Karl
Karl

Reputation: 743

How to re-use a view to update objects in Django?

I am trying to get my head around Class based views (I'm new to Django). I currently have a project that uses function based views. My 'create' view renders a form and successfully submits to the database. However, I need an edit/update function so the obvious option is to re-use the 'create' function I made but I'm struggling to work it out and adhere to the DRY principle.

Is using Class based views the right way to go? Do they handle the creation of all the 'CRUD' views?

I'm currently working my way through the GoDjano tutorials on Class based views but its still not sinking in.

Any help/pointers would be, as usual, much appreciated.

Upvotes: 0

Views: 367

Answers (2)

knbk
knbk

Reputation: 53669

As you can see in the source code, a CreateView and an UpdateView are very similar. The only difference is that a CreateView sets self.object to None, forcing the creation of a new object, while UpdateView sets it to the updated object.

Creating a UpdateOrCreateView would be as simple as subclassing UpdateView and overriding the get_object method to return None, should a new object be created.

class UpdateOrCreateView(UpdateView):
    def get_object(self, queryset=None):
        # or any other condition
        if not self.kwargs.get('pk', None):
            return None
        return super(UpdateOrCreateView, self).get_object(queryset)

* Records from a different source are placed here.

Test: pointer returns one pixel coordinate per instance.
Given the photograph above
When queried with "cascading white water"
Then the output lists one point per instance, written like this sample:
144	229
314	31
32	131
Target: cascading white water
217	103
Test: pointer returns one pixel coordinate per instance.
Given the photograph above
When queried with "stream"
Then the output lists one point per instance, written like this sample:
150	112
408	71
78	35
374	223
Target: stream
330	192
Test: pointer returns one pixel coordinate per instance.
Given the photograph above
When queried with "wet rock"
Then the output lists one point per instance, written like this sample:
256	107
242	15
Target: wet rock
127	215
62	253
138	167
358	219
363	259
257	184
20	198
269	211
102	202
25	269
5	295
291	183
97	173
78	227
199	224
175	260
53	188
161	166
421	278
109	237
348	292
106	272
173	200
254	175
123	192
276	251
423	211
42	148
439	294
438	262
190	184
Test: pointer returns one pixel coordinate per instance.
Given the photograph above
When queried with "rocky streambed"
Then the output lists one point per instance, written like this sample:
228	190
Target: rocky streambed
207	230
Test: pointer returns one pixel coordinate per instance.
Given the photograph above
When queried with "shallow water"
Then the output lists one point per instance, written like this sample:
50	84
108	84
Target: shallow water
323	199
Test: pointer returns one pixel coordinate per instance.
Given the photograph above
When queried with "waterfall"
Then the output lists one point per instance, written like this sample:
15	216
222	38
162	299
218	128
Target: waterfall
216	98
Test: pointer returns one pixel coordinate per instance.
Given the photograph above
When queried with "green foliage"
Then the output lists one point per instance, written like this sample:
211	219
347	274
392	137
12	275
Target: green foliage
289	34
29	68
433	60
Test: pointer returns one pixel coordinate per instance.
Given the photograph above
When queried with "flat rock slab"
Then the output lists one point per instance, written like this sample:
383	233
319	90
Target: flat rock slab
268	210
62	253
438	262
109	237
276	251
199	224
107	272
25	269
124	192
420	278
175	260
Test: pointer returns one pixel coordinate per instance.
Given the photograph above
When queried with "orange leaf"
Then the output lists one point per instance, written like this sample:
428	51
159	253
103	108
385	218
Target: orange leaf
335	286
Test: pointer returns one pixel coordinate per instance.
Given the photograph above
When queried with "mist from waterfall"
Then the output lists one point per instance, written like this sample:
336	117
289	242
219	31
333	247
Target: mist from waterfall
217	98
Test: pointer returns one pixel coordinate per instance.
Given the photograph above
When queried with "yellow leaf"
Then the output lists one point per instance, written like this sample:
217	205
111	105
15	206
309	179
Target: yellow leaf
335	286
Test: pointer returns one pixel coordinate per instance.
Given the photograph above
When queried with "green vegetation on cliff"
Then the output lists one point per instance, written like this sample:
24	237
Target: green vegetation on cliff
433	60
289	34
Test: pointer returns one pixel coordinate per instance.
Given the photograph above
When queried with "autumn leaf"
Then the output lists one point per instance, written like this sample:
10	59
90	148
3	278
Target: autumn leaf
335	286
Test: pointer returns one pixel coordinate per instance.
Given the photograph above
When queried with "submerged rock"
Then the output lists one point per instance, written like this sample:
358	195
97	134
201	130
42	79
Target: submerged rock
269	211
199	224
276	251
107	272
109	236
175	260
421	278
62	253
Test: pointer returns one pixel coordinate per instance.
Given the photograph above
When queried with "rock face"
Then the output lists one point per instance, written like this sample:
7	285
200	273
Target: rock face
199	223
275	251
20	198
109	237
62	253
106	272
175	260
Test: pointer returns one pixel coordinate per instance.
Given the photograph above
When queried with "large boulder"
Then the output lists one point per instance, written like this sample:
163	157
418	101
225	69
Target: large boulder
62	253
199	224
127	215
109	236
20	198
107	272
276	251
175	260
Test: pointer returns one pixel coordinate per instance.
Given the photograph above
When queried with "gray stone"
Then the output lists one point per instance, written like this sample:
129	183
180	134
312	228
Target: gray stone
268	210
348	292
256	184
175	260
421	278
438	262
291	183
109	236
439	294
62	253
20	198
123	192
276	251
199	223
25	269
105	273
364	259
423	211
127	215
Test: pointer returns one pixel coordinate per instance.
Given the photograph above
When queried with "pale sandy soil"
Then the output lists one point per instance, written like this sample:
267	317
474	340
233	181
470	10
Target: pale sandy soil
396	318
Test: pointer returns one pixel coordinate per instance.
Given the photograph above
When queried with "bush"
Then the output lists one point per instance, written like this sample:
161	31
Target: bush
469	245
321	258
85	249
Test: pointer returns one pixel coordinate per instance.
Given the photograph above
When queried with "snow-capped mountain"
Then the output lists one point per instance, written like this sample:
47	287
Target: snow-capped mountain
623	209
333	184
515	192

The GoDjango tutorials don't seem to be out of date (CBVs have barely changed since their introduction), but they do seem to be missing some of the essential views in their tutorials.

Upvotes: 1

Peter
Peter

Reputation: 1798

CBV is in my opinion never the solution. A dry FBV is (assuming you have created an imported a form RecordForm and a model Record, imported get_object_or_404 and redirect):

@render_to('sometemplate.html')
def update(request, pk=None):
    if pk:
        record = get_object_or_404(Record, pk=pk)
    else:
        record = None

    if request.POST:
        form = RecordForm(request.POST)

        if form.is_valid():
            form.save()
            return redirect('somepage')
        else:
            // ....
    elif record:
        form = RecordForm(instance=record)
    else:
        form = RecordForm()

    return { 'form': form, 'record': record }

I also integrate the messages framework to for example add an error message when form.is_valid() is False.

I use a render_to decorator but that's not necessary (but then you have to return the view results differently).